He was born at Snitterby in Lincolnshire, England. The de Snyterby name is derived from the village of Snitterby; it was occasionally spelt de Sueterby. He was a close relative, possibly a nephew, of Thomas de Snyterby, who came to Ireland in an official capacity in 1285 and served on the Court of Common Pleas 1295–1307. Unlike Thomas, he was not a priest, being described in 1352 as Nicholas de Snyterby, layman, of the Archdiocese of Dublin.

Nicholas is first heard of as a Crown servant in Ireland in 1316 when he held the office of King's Serjeant, or "Serjeant pleader". Although an Attorney-General for Ireland, Richard Manning, had recently been appointed, (and is generally thought to have been the first to hold the office) the Serjeants-at-law (there were usually two of them at this point) remained for several centuries afterwards the senior legal advisers to the Crown, and pleaded in the Royal Courts on behalf of the King.

He was listed in 1326 in the Close Rolls as one of the officials who were ordered to take charge of and account for the goods and chattels of Walter de Islip, lately Lord Treasurer of Ireland, who was then in deep disgrace, facing charges of fraud and corruption, and liable to forfeiture of his property. In 1332 Alexander de Bicknor, the Archbishop of Dublin, appointed Nicholas one of his attorneys while he was in England, along with his colleague Thomas de Montpellier.

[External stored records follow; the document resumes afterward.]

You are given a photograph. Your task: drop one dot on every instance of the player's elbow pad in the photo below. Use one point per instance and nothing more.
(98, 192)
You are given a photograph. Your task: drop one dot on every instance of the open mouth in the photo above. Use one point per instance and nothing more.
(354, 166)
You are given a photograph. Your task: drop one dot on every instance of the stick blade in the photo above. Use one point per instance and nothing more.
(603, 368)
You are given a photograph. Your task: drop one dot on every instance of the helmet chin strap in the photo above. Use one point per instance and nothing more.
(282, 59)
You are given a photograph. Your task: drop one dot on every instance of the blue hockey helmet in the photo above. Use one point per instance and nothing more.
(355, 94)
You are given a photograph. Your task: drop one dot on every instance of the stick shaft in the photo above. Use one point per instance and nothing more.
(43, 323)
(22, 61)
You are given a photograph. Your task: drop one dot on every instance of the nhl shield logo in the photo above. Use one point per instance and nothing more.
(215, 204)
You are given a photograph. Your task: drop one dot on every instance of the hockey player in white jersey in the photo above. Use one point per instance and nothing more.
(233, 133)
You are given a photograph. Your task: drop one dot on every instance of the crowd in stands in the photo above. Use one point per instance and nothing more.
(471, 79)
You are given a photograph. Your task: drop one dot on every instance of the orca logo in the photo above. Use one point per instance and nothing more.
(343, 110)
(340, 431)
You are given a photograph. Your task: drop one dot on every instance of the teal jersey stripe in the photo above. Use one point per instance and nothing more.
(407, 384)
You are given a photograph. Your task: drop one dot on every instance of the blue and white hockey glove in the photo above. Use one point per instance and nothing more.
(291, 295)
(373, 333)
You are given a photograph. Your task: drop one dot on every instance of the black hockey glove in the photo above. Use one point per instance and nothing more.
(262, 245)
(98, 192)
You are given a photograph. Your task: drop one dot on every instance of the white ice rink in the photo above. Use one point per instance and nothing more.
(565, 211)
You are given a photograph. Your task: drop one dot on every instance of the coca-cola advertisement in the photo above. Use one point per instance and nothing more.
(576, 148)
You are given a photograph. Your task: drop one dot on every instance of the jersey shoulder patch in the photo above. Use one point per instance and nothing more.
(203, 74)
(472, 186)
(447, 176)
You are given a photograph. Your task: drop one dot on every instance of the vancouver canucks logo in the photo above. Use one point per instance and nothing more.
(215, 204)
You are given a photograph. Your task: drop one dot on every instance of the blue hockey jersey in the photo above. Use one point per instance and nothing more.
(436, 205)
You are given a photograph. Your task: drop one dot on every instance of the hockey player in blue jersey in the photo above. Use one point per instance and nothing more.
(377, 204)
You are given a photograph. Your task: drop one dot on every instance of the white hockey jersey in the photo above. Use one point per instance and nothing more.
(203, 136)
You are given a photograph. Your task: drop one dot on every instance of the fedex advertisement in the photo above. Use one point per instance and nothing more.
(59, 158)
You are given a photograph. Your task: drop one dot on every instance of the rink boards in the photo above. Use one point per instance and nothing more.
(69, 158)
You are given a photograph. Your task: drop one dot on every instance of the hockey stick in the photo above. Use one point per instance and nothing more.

Nicholas was appointed second Baron of the Irish Court of Exchequer in 1337 and apparently settled permanently in Ireland the following year. He was appointed to the Court of Common Pleas in 1340 and sat in both Courts at once, possibly due to a shortage of judges. He was forced to contend for the office of Baron with William de Epworth, and was successful; Epworth was compensated with other offices, being appointed steward of the Crown lands and Seneschal of County Dublin. The office of royal steward turned out to be a mixed blessing as Epworth was soon accused of corruption and imprisoned, although he was eventually exonerated. Nicholas was superseded as Baron in 1343, but in the same year he sat as an extra judge to hear the pleas with John Morice, the Deputy Justiciar of Ireland, and was paid 10 marks for his good services. In 1346 he had licence to go to England: he appointed Thomas Snyterby, who was presumably a close relative, as one of his attorneys. He was reappointed as a full-time justice in 1347, and again in 1351, and was still serving on both Courts in 1354, although he must have been an old man by then. His Patent of appointment for the Common Pleas was renewed in that year. In 1351 he sat on a commission of inquiry into the lands of Maurice FitzGerald, 1st Earl of Desmond. In 1352, no doubt conscious of his advancing years, he was given permission to name his own confessor, who had the power to grant him remission of his sins, if he was truly penitent, on his deathbed. In the same year he became a notary public.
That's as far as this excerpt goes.